Further actions will be needed to achieve a rollback of the net climate forcing. These actions  include reduction of non-CO2 climate forcings and improved agricultural and forestry practices. These actions are important and have multiple benefits, especially in developing countries, but they do not have the great urgency of halting construction of new coal plants without carbon capture. Power plants have long lifetimes, and once their CO2 is released to the air, it is impractical to recover it.
Energy departments, influenced by fossil fuel interests, take it as a God-given fact that we will extract all fossil fuels from the ground and burn them before we move on to other ways of producing usable energy.
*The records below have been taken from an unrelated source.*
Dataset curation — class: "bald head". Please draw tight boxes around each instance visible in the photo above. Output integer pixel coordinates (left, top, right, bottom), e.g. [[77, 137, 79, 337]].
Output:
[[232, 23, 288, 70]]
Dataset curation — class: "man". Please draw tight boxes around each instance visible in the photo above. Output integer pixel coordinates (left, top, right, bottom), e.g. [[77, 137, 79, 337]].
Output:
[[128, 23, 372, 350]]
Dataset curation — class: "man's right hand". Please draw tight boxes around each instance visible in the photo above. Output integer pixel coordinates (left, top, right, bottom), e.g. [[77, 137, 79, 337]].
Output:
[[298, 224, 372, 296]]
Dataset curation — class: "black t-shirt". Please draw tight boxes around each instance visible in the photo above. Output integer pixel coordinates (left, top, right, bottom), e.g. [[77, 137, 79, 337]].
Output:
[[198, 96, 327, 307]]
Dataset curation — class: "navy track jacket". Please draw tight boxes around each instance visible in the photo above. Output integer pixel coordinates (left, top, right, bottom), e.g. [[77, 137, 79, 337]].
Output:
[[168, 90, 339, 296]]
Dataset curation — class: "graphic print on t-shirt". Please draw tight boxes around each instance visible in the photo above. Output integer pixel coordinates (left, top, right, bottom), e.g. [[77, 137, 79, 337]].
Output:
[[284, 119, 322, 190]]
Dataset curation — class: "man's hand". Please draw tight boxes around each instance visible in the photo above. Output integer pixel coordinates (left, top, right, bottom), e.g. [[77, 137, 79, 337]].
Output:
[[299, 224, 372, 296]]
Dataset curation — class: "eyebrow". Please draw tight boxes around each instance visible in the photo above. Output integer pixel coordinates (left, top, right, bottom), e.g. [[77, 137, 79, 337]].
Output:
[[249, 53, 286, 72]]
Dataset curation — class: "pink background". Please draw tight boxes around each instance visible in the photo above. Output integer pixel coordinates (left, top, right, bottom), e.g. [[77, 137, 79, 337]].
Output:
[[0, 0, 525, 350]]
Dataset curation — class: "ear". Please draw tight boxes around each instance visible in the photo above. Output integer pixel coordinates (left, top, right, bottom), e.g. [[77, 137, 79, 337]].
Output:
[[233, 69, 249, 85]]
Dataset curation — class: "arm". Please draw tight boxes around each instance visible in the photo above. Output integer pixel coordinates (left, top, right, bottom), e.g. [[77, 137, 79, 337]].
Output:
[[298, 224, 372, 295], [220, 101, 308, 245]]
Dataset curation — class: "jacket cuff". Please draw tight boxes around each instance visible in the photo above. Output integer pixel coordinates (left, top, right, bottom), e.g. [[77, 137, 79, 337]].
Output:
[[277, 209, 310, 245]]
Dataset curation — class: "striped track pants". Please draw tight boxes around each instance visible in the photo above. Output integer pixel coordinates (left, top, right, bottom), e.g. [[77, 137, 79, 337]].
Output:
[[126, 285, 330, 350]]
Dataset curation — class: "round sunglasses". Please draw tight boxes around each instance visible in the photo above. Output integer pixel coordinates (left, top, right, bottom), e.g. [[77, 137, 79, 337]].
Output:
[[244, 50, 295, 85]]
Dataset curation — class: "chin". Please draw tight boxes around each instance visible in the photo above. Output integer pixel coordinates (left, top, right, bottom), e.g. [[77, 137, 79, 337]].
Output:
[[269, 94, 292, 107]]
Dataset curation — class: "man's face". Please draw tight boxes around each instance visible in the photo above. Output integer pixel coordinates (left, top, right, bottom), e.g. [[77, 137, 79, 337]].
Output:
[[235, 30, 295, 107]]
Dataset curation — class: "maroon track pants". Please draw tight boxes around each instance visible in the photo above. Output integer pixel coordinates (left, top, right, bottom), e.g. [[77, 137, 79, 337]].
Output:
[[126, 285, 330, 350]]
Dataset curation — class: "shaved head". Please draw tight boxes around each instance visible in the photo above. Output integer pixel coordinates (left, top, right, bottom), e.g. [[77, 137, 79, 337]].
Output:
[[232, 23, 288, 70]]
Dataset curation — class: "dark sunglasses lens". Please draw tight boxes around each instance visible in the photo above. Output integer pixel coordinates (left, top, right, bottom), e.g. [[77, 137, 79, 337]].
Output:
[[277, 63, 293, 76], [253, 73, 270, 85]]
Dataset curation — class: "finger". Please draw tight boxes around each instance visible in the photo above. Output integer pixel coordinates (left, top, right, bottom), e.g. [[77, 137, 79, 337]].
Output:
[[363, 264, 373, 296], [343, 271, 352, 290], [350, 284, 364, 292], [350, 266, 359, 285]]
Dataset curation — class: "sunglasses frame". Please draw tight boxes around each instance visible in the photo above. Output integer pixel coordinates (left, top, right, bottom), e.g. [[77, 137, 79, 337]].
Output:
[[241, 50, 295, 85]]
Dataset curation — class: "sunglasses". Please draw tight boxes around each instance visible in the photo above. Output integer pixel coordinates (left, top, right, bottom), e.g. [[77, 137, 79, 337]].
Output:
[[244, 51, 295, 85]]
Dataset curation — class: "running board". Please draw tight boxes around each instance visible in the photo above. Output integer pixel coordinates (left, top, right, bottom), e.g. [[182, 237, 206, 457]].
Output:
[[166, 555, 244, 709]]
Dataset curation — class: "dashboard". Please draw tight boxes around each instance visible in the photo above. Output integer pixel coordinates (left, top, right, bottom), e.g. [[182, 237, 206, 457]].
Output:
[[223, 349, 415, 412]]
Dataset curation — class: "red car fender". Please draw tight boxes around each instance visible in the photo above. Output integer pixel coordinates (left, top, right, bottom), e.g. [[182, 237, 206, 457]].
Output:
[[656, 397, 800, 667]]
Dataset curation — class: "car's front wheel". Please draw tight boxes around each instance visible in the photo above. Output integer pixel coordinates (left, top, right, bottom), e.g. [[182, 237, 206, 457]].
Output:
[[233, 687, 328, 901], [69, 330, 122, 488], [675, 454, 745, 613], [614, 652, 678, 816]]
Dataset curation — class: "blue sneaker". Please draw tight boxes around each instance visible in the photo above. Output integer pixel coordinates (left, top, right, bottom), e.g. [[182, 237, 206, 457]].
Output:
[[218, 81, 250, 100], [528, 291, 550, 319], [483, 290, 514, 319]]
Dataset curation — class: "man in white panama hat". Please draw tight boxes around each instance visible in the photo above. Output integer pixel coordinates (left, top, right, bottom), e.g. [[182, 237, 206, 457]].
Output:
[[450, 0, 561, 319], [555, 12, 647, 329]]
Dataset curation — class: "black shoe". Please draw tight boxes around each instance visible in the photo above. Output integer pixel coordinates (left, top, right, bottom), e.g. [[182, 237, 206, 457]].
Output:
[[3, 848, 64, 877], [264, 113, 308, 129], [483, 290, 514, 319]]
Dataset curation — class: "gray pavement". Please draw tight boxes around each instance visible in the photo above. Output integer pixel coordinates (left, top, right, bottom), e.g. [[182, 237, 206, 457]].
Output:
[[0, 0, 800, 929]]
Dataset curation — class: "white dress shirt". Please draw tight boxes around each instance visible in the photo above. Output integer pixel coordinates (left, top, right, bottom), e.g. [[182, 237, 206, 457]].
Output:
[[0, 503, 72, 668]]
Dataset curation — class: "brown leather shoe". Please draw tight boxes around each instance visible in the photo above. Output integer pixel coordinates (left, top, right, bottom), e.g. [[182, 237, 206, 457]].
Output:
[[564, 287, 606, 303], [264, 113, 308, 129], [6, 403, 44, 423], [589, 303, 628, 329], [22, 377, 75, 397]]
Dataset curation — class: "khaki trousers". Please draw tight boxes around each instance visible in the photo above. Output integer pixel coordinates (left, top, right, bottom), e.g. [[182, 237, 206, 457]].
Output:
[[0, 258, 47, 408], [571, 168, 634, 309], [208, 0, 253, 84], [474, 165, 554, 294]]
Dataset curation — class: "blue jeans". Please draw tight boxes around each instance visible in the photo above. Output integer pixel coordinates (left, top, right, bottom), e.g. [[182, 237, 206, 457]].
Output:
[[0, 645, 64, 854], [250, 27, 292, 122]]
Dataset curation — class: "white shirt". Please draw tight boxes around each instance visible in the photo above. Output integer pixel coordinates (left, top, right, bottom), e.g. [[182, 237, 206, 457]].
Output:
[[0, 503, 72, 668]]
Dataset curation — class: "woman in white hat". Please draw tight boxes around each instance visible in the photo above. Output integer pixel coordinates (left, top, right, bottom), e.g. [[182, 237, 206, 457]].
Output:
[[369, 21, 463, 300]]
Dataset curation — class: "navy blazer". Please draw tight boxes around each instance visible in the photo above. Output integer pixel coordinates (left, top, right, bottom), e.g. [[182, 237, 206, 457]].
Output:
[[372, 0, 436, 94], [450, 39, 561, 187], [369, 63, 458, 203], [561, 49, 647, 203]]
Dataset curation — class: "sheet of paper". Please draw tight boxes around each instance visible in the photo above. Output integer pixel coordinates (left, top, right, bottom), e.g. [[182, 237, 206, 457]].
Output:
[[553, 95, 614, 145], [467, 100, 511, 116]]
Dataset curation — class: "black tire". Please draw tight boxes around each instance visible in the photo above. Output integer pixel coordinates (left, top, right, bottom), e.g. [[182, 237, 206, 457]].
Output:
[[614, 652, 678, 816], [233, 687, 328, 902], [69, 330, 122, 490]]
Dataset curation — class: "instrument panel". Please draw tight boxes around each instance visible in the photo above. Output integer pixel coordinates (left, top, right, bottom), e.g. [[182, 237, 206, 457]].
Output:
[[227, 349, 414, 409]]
The public is capable of changing this course dictated by fossil fuel interests, but clear-sighted leadership is needed now if the actions are to be achieved in time.
Tipping points and positive feedbacks exist among people, as well as in the climate system. I believe that the action with the greatest potential to initiate positive feedbacks, and lead to the benefits that will accompany a clean energy future, is a moratorium in the West on new coal-fired power plants unless and until CO2 capture and sequestration technology is available. Such a moratorium would provide the West with sufficient moral authority to sit down with China and other developing countries to find ways, likely including technological assistance, for developing countries to also phase out coal use that does not capture CO2.Perhaps the most important question is this: can we find the leadership to initiate the tipping point among nations? Can we find a country that will place a moratorium on any new coal-fired power plants unless they capture and store the CO2? Unless this happens soon, there is little hope of avoiding the climate tipping points, with all that implies for life on this planet.